Face à la recrudescence des cas de viols commis sur des mineurs, le Ministre de la Justice, Me Edasso Rodrigue Bayala, à travers la circulaire a donné des orientations aux procureurs afin de renforcer la protection des enfants et d’assurer une réponse judiciaire plus ferme à l’égard des auteurs de violences sexuelles sur mineur.
Désormais, ils sont invités à :
- Ne plus recourir à la méditation pénale ni à la composition pénale dans les procédures portant sur des faits de viol commis sur un mineur ;
- Ne plus requérir le prononcé de la peine de travail d’intérêt général (TIG) dans ces procédures, eu égard à la gravité de cette infraction ;
- Requérir des peines à la mesure de la gravité des faits, en sollicitant, lorsque les circonstances en l’espèce le justifient, le maximum des peines prévues par la loi ;
- Interjeter appel sans délai, chaque fois que les peines prononcées apparaissent manifestement insuffisantes au regard de la gravité des faits, des circonstances de leur commission, de la personnalité de leur auteur ou des impératifs de prévention de ma récidive.

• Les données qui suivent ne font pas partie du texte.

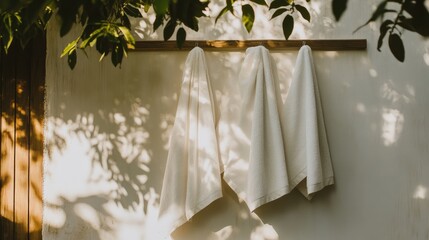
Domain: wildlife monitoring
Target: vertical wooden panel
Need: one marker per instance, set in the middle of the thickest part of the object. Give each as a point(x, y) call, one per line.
point(22, 148)
point(37, 93)
point(22, 75)
point(8, 148)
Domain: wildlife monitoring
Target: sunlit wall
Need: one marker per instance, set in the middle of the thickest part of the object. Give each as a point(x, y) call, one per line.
point(107, 130)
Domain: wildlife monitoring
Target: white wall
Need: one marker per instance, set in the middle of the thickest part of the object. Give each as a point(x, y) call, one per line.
point(107, 131)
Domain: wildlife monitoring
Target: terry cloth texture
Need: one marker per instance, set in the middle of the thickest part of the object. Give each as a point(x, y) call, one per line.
point(256, 166)
point(192, 175)
point(306, 144)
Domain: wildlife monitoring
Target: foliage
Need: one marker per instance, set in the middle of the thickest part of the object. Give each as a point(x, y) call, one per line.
point(411, 15)
point(106, 23)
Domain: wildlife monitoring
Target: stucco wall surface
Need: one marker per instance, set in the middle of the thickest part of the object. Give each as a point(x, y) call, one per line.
point(107, 133)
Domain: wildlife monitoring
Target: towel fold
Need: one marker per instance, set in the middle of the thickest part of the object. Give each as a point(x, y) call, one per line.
point(306, 144)
point(192, 175)
point(256, 166)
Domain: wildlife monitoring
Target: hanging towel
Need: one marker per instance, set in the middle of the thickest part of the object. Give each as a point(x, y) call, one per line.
point(306, 145)
point(256, 168)
point(192, 175)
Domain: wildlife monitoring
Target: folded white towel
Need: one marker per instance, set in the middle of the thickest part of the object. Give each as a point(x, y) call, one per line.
point(256, 168)
point(192, 175)
point(306, 143)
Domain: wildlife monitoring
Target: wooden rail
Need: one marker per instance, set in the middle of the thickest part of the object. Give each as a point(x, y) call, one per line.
point(231, 45)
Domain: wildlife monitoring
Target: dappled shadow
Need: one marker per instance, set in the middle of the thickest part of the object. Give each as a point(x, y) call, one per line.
point(21, 106)
point(374, 115)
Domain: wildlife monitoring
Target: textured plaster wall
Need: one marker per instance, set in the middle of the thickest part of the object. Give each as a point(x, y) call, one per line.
point(107, 131)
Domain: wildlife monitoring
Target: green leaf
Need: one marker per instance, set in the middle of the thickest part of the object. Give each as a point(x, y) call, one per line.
point(304, 12)
point(160, 6)
point(397, 47)
point(338, 8)
point(70, 47)
point(180, 37)
point(117, 55)
point(278, 12)
point(385, 26)
point(248, 17)
point(260, 2)
point(127, 35)
point(229, 4)
point(221, 13)
point(288, 26)
point(169, 29)
point(72, 59)
point(158, 22)
point(278, 3)
point(126, 21)
point(132, 11)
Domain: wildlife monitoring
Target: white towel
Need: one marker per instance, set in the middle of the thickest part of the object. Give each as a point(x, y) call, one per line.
point(192, 175)
point(256, 168)
point(306, 143)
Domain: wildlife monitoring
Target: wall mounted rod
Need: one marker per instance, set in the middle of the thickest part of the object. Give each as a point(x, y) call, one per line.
point(237, 45)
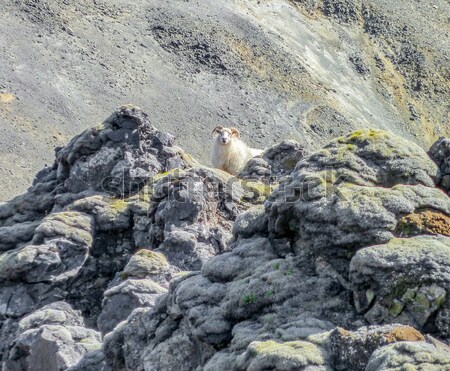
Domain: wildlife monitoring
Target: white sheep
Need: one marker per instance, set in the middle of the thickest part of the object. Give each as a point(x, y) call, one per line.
point(229, 153)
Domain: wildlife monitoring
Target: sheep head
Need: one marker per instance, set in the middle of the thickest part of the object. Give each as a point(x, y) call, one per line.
point(225, 134)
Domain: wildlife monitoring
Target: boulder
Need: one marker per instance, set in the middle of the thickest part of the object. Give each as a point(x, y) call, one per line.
point(405, 281)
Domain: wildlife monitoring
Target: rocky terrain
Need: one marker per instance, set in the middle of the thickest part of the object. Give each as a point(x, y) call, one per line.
point(307, 70)
point(127, 254)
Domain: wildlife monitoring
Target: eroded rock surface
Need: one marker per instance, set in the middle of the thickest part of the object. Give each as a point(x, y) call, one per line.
point(176, 266)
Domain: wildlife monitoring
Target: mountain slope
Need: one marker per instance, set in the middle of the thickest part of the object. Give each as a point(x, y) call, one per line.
point(307, 69)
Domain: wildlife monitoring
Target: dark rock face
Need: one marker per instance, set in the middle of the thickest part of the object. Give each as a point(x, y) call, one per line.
point(176, 266)
point(440, 153)
point(275, 162)
point(73, 233)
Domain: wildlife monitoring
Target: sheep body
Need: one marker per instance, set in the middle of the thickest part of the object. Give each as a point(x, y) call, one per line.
point(231, 154)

Le ministre de la justice a invité les Procureurs , en outre, à veiller personnellement à ce que mes réquisitions du ministère public dans ce type d’affaires traduisent ma priorité accordée à la protection des enfants contre les violences sexuelles et participent au renforcement de la prévention, de la repression et de la confiance des citoyens à l’institution judiciaire.